Feb 01 2009

Qatar: Education City's window to the future

DOHA: The Doha campuses of at least two prestigious American universities will soon have state-of-the-art futuristic buildings in the Education City.

Georgetown University's School of Foreign Service-Qatar (SFS-Q) campus is prepared to move from its shared-building into a nearly 400,000-square-foot facility of its own. The building, scheduled to open in fall 2010, will include classrooms, offices, a library and other facilities for more than 200 undergraduate and graduate students.

The Northwestern University-Qatar (NU-Q) will also get a new building. An estimated 250,000 square feet building is expected to be completed by 2013. The NU-Q programme is temporarily housed in Texas A&M's building but will move to Carnegie Mellon over the summer and will remain there until the new building is complete, it is learnt.

The new buildings of SFS-Q and NU-Q are designed by internationally-acclaimed architects. The SFS-Q building is designed by architectural firm Legoretta and Legoretta. The Mexico City-based firm is also credited with the designing of three other buildings in the Education City including the College of Business and Computer Science, Texas A&M Engineering College and the Students Centre.

The Georgetown building will be the first civil construction project in the Education City to integrate requirements for safety into all aspects of the project. The Qatar Foundation is working with the San Francisco-based URS, an engineering and technical services company that specialises in construction safety, to meet international safety standards.

When the Qatar campus welcomed its first students in 2005, there were 25 undergraduates.
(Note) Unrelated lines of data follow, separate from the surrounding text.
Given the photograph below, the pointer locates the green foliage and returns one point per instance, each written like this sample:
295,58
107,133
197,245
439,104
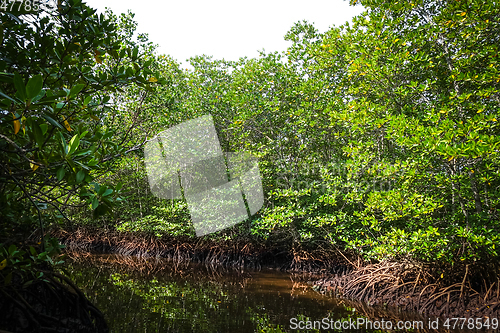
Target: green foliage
58,76
379,136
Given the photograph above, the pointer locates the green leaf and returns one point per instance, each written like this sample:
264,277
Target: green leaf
19,84
60,173
64,145
52,121
37,131
107,192
75,90
34,86
74,143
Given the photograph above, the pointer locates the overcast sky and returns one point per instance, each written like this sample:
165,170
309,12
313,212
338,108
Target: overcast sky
227,29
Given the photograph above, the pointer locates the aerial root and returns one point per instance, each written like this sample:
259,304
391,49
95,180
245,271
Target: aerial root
411,286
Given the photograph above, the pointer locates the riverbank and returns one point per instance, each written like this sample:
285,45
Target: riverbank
460,291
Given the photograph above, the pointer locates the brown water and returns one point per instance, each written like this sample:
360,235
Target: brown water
138,295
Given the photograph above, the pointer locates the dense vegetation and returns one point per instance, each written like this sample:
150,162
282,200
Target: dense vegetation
379,137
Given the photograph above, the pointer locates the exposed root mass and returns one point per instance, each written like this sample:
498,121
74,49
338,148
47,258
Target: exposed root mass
412,287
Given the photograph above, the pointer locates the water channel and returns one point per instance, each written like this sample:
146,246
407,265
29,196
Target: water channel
155,295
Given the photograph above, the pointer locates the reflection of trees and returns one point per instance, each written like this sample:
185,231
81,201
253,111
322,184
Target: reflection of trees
157,295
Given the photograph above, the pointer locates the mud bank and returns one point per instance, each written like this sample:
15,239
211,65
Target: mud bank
409,286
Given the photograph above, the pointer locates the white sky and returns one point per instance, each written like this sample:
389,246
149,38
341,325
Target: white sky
227,29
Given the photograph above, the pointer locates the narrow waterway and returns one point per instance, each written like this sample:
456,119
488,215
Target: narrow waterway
152,295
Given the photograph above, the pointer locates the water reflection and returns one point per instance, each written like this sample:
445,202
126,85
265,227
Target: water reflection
139,295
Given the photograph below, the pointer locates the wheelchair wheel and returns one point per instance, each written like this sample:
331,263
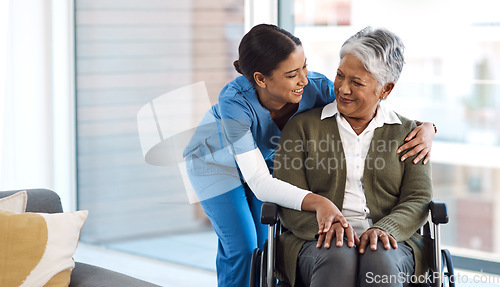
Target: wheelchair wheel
449,274
263,266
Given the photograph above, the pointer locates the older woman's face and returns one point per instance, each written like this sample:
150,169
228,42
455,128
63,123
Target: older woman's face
356,91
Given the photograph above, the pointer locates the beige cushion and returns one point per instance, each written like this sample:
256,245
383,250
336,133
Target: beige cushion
36,249
15,203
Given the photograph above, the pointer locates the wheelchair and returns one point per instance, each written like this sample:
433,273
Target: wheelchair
263,261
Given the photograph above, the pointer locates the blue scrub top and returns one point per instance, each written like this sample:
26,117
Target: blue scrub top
243,124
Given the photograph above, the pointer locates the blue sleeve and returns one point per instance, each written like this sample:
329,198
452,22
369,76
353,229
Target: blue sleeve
236,120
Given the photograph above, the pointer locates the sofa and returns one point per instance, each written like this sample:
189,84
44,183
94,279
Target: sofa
83,275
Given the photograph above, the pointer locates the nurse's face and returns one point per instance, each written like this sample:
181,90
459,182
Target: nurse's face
286,83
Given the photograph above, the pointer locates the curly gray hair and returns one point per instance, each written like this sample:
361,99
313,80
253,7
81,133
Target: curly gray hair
380,51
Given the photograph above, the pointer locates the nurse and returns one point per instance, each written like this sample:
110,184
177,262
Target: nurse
230,156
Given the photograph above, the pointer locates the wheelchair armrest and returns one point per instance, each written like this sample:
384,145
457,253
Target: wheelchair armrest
439,213
269,213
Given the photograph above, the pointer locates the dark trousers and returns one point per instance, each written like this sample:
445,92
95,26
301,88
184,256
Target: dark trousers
344,266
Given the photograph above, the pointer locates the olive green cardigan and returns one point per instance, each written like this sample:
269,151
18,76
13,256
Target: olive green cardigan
310,155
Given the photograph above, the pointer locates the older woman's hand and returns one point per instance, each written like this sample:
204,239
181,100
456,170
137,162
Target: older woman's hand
373,235
339,231
419,140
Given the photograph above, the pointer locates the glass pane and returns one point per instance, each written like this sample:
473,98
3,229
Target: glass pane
129,53
452,78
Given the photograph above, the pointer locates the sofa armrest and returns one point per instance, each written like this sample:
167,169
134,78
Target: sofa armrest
39,200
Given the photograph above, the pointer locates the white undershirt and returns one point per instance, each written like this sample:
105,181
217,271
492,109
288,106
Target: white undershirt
355,208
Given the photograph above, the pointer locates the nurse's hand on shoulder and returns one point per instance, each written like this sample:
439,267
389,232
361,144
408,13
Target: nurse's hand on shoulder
419,141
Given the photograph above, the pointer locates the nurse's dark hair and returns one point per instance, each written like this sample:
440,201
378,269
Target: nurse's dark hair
263,48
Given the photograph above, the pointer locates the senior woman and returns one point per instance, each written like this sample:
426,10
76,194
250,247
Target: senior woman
345,151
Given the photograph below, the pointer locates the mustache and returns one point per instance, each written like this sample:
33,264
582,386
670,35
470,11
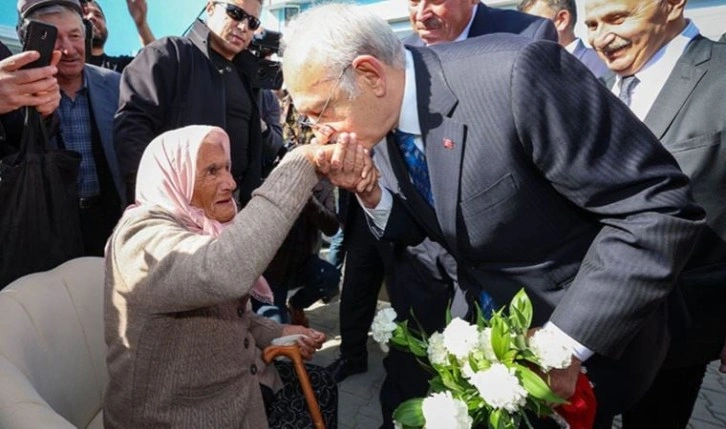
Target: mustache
615,44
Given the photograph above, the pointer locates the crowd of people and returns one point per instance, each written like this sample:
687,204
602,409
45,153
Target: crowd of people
489,151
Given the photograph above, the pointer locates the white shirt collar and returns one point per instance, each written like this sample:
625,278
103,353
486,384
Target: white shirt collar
465,34
408,118
571,47
655,72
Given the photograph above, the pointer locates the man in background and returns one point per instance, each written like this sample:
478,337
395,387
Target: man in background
673,79
89,97
19,88
204,78
94,14
456,20
595,228
563,14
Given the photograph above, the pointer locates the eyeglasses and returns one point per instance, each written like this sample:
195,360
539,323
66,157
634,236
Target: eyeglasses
315,125
238,14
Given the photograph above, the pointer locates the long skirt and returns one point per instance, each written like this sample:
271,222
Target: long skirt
288,408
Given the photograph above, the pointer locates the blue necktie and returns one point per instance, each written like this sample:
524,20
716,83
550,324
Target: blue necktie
416,163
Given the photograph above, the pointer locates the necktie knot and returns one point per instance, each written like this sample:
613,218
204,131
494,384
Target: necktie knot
416,162
627,85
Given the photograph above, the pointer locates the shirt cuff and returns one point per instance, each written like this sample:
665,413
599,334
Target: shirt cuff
581,352
380,213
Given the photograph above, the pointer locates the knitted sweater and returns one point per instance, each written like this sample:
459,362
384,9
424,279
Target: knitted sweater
183,349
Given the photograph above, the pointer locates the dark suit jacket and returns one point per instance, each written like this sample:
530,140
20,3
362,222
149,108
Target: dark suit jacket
589,57
433,265
491,20
103,90
689,118
551,186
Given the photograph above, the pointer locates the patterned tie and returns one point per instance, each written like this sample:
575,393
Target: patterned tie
416,163
627,84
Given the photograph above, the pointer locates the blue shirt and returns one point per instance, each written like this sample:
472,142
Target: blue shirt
75,117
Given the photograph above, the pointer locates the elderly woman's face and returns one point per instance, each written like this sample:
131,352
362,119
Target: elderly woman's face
214,184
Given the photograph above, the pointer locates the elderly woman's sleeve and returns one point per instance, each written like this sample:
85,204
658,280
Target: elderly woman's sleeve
156,263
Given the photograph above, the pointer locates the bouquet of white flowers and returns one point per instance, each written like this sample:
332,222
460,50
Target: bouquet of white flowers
485,373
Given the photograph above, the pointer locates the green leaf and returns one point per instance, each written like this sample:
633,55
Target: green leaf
500,336
537,387
522,308
409,413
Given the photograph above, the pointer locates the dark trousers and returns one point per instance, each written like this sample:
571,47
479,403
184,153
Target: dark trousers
363,275
669,402
287,408
412,289
97,223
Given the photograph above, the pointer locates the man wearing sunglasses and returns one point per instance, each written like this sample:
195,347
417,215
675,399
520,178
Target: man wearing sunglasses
205,77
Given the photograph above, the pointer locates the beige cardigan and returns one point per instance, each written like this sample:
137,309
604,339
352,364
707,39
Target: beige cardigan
182,350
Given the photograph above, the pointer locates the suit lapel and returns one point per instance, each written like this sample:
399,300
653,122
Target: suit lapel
420,208
689,70
443,138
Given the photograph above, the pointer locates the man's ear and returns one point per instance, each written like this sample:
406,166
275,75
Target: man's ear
562,20
371,72
676,9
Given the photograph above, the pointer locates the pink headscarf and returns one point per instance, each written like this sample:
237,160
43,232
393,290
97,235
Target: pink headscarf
166,178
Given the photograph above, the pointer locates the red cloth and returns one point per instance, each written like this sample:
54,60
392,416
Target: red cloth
580,412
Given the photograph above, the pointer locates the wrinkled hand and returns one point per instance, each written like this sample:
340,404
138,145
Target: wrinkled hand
32,87
311,341
563,381
137,10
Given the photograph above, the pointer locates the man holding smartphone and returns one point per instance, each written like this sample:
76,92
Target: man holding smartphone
205,78
89,96
19,88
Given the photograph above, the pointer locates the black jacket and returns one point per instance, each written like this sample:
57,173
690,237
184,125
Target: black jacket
11,123
173,83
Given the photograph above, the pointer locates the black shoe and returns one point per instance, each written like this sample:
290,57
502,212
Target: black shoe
342,368
329,295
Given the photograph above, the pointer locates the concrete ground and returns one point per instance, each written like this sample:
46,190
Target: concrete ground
358,403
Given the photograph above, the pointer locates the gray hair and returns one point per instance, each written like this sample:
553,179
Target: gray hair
56,9
335,34
556,5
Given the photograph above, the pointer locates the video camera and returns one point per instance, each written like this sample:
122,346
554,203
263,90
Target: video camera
269,73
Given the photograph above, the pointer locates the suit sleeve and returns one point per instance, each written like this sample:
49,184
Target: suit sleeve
148,87
601,158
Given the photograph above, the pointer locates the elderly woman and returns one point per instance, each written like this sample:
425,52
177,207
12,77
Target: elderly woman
183,345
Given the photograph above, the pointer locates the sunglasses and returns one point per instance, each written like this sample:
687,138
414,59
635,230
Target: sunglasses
238,14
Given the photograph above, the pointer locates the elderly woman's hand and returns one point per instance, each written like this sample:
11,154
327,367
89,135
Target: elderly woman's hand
311,340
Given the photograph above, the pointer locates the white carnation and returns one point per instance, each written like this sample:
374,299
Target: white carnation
436,350
460,338
499,387
442,411
485,344
383,326
552,350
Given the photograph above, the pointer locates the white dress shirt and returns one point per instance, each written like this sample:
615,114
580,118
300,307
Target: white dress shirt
655,72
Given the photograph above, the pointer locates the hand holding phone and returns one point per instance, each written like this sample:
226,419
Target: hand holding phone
40,37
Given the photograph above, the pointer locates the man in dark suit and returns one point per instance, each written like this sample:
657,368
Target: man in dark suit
456,20
563,14
419,279
539,178
89,98
680,94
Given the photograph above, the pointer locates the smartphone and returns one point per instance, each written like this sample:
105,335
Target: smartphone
40,37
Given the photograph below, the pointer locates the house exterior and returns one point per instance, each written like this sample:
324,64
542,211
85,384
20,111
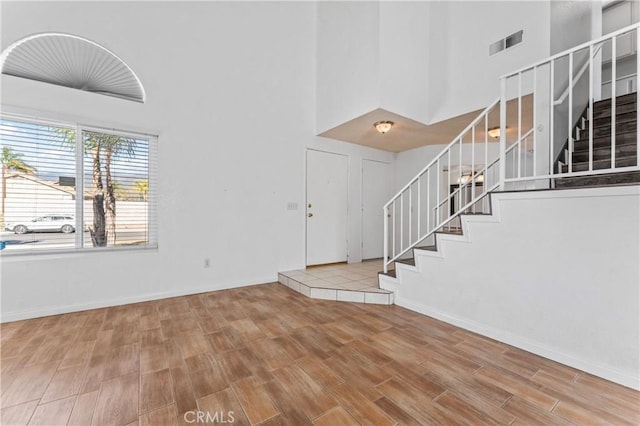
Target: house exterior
237,94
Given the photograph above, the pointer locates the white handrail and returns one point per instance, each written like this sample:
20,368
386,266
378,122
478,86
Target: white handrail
573,49
579,74
514,168
436,158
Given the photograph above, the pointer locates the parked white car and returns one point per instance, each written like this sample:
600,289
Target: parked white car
48,223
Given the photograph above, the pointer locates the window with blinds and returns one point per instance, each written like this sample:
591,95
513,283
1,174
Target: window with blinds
68,187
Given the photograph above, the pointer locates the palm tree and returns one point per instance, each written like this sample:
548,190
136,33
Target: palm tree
12,161
142,186
103,148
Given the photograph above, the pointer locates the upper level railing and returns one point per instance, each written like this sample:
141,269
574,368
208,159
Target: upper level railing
540,110
554,100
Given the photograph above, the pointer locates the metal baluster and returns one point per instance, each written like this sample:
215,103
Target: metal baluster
570,119
614,92
534,122
519,174
590,117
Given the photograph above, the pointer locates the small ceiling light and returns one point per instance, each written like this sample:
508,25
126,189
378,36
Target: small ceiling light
494,132
383,126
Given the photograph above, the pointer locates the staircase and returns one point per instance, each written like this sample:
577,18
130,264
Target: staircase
480,239
626,148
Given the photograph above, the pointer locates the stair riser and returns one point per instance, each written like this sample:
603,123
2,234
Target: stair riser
624,127
600,113
599,165
620,100
622,139
620,119
627,151
615,179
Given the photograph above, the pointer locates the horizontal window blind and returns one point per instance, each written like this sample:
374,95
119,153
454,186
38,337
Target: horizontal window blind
67,187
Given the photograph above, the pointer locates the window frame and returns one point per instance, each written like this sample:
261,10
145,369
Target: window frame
80,126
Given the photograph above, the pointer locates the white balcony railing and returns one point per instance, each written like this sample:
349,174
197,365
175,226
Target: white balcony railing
542,110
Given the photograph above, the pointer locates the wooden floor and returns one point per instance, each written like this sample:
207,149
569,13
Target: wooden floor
268,355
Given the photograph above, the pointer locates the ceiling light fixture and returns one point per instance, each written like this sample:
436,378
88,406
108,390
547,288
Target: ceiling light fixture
383,126
494,132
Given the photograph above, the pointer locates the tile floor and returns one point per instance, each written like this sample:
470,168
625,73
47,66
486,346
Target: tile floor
353,282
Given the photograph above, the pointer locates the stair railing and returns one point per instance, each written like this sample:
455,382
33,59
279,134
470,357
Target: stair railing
534,121
530,106
452,183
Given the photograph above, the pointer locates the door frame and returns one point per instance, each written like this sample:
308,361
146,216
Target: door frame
361,202
306,197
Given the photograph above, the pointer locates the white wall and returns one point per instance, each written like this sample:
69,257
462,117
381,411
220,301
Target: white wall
232,96
408,164
581,308
427,61
472,79
572,24
348,58
405,39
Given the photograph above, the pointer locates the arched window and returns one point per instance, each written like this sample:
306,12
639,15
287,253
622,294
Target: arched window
72,61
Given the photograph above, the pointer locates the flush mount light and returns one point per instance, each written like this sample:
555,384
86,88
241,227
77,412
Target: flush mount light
494,132
383,126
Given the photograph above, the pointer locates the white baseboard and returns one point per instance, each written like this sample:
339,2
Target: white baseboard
606,372
57,310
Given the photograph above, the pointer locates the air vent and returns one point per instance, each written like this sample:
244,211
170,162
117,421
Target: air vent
506,43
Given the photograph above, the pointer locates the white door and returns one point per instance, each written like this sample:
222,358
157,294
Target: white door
327,179
376,184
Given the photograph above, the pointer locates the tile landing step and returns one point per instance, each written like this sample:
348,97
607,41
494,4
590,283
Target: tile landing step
368,295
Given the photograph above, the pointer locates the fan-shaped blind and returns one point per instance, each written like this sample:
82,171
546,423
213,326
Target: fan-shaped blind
72,61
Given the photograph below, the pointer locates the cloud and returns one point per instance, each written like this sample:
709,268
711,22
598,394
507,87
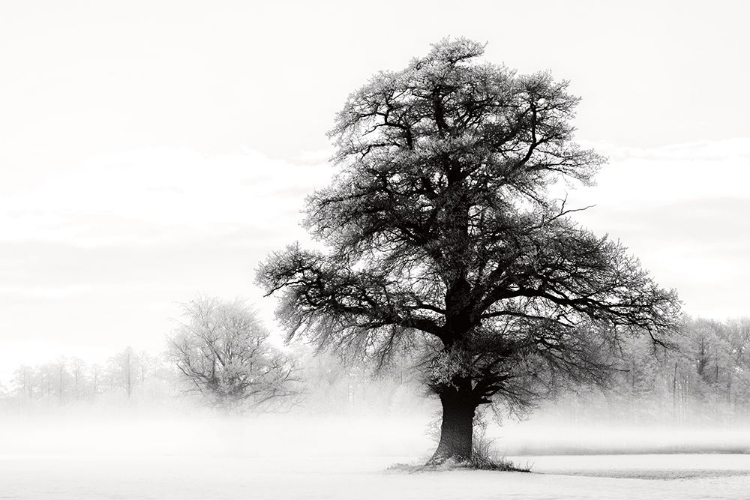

Now, SFS-Q has nearly 150 students representing 28 different countries. The Georgetown will hold ceremonies for its first graduating class at the Qatar campus this May.

The Qatar Foundation has selected renowned architect Antoine Predock to design the NU-Q building, is learnt. Based in Albuquerque, with studios in Taipei and Los Angeles, Predock is noted for designing international landmarks such as the Canadian Museum for Human Rights in Winnipeg, the Tacoma Art Museum and the San Diego Padres ballpark.

Predock, who is expected to visit the NU's main campus and many other journalism schools in the US, will create three possible designs for the NU-Q building. The construction process will likely begin this spring, and it will take three to four years to complete the project. A main feature of the building is that it will house four studios, two each for communication and journalism classes. The building will also include large student atrium spaces.